What Is the Penalty for Cashing an I Bond Early?

Updated July 9, 2026 5 min read

Cashing in savings early usually comes with some kind of catch, and I bonds are no exception. The good news is that the catch here is narrow, predictable, and easy to calculate ahead of time.

The short answer

Redeeming an I bond before it’s been held for five years results in forfeiting the most recent three months of interest. The penalty only applies to bonds cashed between one and five years of holding — bonds can’t be redeemed at all before one year, and after five years there’s no penalty for cashing in at any time.

How the three-month forfeiture is calculated

The mechanics are simpler than they sound. If a bond is redeemed, say, two years after purchase, the amount paid out reflects the bond’s value as of three months earlier, effectively wiping out the most recently accrued interest rather than touching any of the principal or interest earned before that final stretch. The minimum holding period for an I bond is what sets up this whole structure to begin with — the one-year lock comes first, and the shrinking penalty applies only during the years that follow.

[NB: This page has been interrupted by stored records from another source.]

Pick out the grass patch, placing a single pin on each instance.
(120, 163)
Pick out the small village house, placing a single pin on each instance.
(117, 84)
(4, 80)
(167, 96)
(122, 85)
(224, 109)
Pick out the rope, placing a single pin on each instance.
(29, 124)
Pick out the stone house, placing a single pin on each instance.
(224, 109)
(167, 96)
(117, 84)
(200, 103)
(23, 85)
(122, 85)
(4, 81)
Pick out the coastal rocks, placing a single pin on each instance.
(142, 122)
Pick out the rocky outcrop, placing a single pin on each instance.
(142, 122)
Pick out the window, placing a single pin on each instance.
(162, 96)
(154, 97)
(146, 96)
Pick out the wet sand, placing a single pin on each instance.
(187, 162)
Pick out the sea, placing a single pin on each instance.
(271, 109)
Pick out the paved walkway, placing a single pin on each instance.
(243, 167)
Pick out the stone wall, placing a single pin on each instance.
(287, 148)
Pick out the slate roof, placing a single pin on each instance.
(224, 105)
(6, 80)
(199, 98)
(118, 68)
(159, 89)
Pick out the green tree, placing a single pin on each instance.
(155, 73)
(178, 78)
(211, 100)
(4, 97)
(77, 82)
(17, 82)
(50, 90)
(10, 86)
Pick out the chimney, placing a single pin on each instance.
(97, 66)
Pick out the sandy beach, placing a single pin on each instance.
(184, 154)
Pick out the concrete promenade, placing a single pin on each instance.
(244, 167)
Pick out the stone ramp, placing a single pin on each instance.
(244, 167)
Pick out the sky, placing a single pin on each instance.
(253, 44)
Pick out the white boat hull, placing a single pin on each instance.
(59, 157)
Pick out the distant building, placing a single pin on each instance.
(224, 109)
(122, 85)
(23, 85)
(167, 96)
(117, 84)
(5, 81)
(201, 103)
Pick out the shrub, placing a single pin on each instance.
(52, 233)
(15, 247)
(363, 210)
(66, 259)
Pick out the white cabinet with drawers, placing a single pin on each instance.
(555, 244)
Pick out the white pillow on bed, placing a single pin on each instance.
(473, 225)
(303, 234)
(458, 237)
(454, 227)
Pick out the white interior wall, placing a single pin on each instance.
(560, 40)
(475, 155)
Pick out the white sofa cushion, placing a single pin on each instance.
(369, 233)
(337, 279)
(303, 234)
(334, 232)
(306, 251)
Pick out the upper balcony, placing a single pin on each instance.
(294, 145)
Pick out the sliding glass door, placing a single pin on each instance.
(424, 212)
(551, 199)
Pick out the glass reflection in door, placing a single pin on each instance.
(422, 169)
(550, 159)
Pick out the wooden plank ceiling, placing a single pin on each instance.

Why only interest is at risk, not principal

This is an important distinction from some other early-withdrawal penalties. The I bond penalty never reduces the original amount invested — it only forfeits interest that has already accrued, and only the most recent three months of it. That’s a meaningfully different risk profile than losing money on a savings bond in some more dramatic sense; the principal itself is never at risk from early redemption, only a portion of the return.

How this compares with other timed penalties

Other savings vehicles impose their own early-exit costs. A CD early withdrawal penalty also typically forfeits a set amount of interest rather than principal, though the specific formula and timing differ by product, and CDs generally don’t impose a hard lock on withdrawals the way I bonds do for the first year. The common thread across both is that the penalty is designed to be a known, calculable cost rather than an open-ended one — an investor can generally figure out in advance roughly what they’d give up by redeeming early.

What this means when planning a timeline

Because the penalty shrinks to nothing once a bond passes the five-year mark, the practical cost of redeeming early depends heavily on when exactly the redemption happens. Cashing in at year one and a half forfeits the same three months of interest as cashing in at year four and a half — the penalty itself doesn’t get smaller as it approaches year five, it simply disappears entirely once that threshold is crossed. That structure tends to reward patience broadly rather than rewarding getting closer to the five-year mark in small increments.

The takeaway

The I bond early-redemption penalty is narrow and predictable: three months of interest, nothing more, and only if redemption happens sometime between year one and year five. It’s a manageable cost for money that ends up needed sooner than planned, but it’s also a good reason to think through a realistic timeline before buying, since the alternative — simply waiting past the five-year mark — sidesteps the penalty completely.